Les femelles aigles sont plus grandes que les mâles – en voici une qui attend d'être transférée dans un zoo aux États-Unis
Faisant preuve de ce que l’on appelle désormais « l’humour d’Alaska », le personnel a donné des noms en conséquence à ces oiseaux. L’un d’entre eux, que nous avons vu et qui avait été blessé par un coup de feu, s’appelait « Winchester », tandis qu’un autre, qui s’était écrasé contre une ligne électrique, portait le nom de « Volta ». Nous avons passé un bon moment au centre de réhabilitation à observer la vingtaine d’aigles perchés sur leurs perchoirs. Ils venaient de terminer leur déjeuner composé de saumon frais, fourni par des pêcheurs locaux, et étaient un peu léthargiques. Mais l’un après l’autre, ils ont commencé à déployer leurs ailes et à voler d’un bout à l’autre de l’enclos. C’était fascinant à regarder et un jeune homme qui travaillait là-bas a répondu à toutes nos questions.
Nous sommes ensuite sortis pour observer d'autres oiseaux qui passeront le reste de leur vie ici. Les chouettes étaient mes préférées.

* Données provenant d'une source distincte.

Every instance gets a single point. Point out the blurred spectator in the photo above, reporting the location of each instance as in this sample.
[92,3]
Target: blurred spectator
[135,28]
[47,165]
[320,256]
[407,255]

Sur le chemin du retour vers la ville, nous nous sommes arrêtés au cimetière national de Sitka, qui abrite des tombes datant du milieu du XIXe siècle jusqu’à la Seconde Guerre mondiale et au-delà. Il est très bien entretenu.

Vue sur la rue principale depuis la promenade
À part quelques gouttes, il n’avait pas plu de toute la journée. Mais cela allait changer : nous avions vu sur la station météo que les restes d’un typhon du Pacifique étaient sur le point d’arriver, déversant jusqu’à 7 pouces d’eau sur Sitka. Nous étions plutôt contents de partir ce soir. En traversant le parking pour rejoindre la navette, je n’ai pas pu résister à l’envie de prendre cette photo d’une voiture qui était restée garée là pendant les trois jours que nous avions passés ici. Je pense que cela en dit long sur l’humidité qui règne ici.

Le départ était prévu à 8 h, une fois les formalités de sortie des États-Unis officiellement accomplies. Demain, nous passerions une journée en mer avant d'atteindre Prince Rupert, en Colombie-Britannique.